I don't know if I can help you to solve your problem (it is interesting for me to trying to help you regardless of my limited skills. it is a good exercise also for my greed of learning. Moreover it could be nice to me to help you after you helped me) and I would be happy to try to do it, if it doesn't bother you (becouse my low level can be an actual problem to your needs)
Last edited on
@Nobun that's not the point - the point is that do_put only has overloads for 4 and 8 byte types, whereas do_get has overloads for 1, 2, 4, and 8 byte types.

Imagine writing a short (two bytes) and it gets written as a long (4 bytes), then trying to read it back as a short (2 bytes). All sort of problems.
Ah, you are right! That's ugly...
enforcing writing 4 bytes for short is something bad (I didn't note that short not defined).

Now I can see only a solution to circumvent the problem:

Create your own class that uses internally an "iostream" object (probably dumb, this is they way I would work, probably) or derives from iostream class... but in both case your class will not inter-operate directly with iostream-derived classes

Ah... I cannot figure a decent solution in this moment :(
Last edited on
I think I'll just have to pile on more abstraction layers around these classes, but it would be nice if the stream interface could be used directly and as intended. I guess that the formatted stream insertion operators really were never intended for preserving the original type of the data, but that doesn't really make sense because there are operator<< overloads for all the types.

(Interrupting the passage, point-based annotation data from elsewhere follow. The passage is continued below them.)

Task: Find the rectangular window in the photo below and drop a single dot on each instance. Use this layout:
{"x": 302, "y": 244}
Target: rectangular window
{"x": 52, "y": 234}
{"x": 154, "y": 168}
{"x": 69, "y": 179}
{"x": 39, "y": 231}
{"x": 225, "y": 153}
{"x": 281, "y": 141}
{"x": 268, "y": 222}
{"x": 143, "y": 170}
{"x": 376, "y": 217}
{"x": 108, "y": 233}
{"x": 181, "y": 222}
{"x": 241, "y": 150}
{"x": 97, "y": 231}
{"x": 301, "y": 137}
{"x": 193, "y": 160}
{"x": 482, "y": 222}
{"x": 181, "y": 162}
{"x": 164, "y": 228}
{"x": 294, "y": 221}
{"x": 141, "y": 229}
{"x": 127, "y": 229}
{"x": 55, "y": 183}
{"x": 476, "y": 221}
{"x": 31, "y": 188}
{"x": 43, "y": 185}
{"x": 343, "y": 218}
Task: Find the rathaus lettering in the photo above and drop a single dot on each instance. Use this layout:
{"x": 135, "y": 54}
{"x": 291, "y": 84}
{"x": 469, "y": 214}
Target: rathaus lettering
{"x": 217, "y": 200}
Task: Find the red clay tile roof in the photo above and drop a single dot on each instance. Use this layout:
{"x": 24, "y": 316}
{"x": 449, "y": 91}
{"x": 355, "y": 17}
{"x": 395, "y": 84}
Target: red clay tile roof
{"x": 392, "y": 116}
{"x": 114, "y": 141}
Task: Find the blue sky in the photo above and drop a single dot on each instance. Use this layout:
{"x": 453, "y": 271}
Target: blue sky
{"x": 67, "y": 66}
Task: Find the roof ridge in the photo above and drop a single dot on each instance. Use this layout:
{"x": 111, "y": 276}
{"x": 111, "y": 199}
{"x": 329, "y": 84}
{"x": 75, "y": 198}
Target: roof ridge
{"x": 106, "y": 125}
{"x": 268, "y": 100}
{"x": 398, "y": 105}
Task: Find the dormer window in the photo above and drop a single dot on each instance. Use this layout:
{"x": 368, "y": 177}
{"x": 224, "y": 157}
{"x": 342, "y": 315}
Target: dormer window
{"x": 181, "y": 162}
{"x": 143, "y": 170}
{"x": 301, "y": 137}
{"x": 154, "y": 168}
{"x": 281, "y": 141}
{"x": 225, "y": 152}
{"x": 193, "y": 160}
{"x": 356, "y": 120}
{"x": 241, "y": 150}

Technically, I guess I could just make the read process read the usual four bytes even for smaller types, but it seems stupid and hacky. I was specifically asked to provide a C++ std::stream interface for this, but I think I'll have to stick with a separate class that simplifies binary I/O.
You could probably abuse setw:
1
2
3
int n = 0x1234;
mystream << binary_io << std::setw(2) << n; // prints '\x12', '\x34'
mystream << binary_io << std::setw(4) << n; // prints ''\0', '\0', '\x12', '\x34' 

or even make the output size the parameter of the manipulator, which makes it even closer to .write()
1
2
mystream << raw_bytes(2) << n; // prints '\x12', '\x34'
mystream << raw_bytes(4) << n; // prints ''\0', '\0', '\x12', '\x34' 


do_get has overloads for 1, 2, 4, and 8 byte types.

technically no, they are overloads for types. The byte counts may vary platform to platform (and there is no 1 anyway)

In general, the ostream interface isn't designed to handle shorts and ints differently: it's mimicking the usual arithmetic conversions that take place when you use such operands with built-in operators. Actually that makes a good SO question, let's try: http://stackoverflow.com/questions/15908853
I'm not up for abusing anything. I just find it hard to believe that they would make the formatted insertion/extraction operators extensible only to the point that it could support the required manipulators of the C++ standard library and no further.

And yes, I know that it is different types and not different numbers of bytes, which I guess is a pretty good reason for my desired behavior to be considered non-portable. I'm definitely just going to use a binary I/O wrapper (mainly because .read and .write are too buffer oriented to be used practically in my situation)

Thanks for all the info, though! I learned a lot!
Last edited on
Topic archived. No new replies allowed.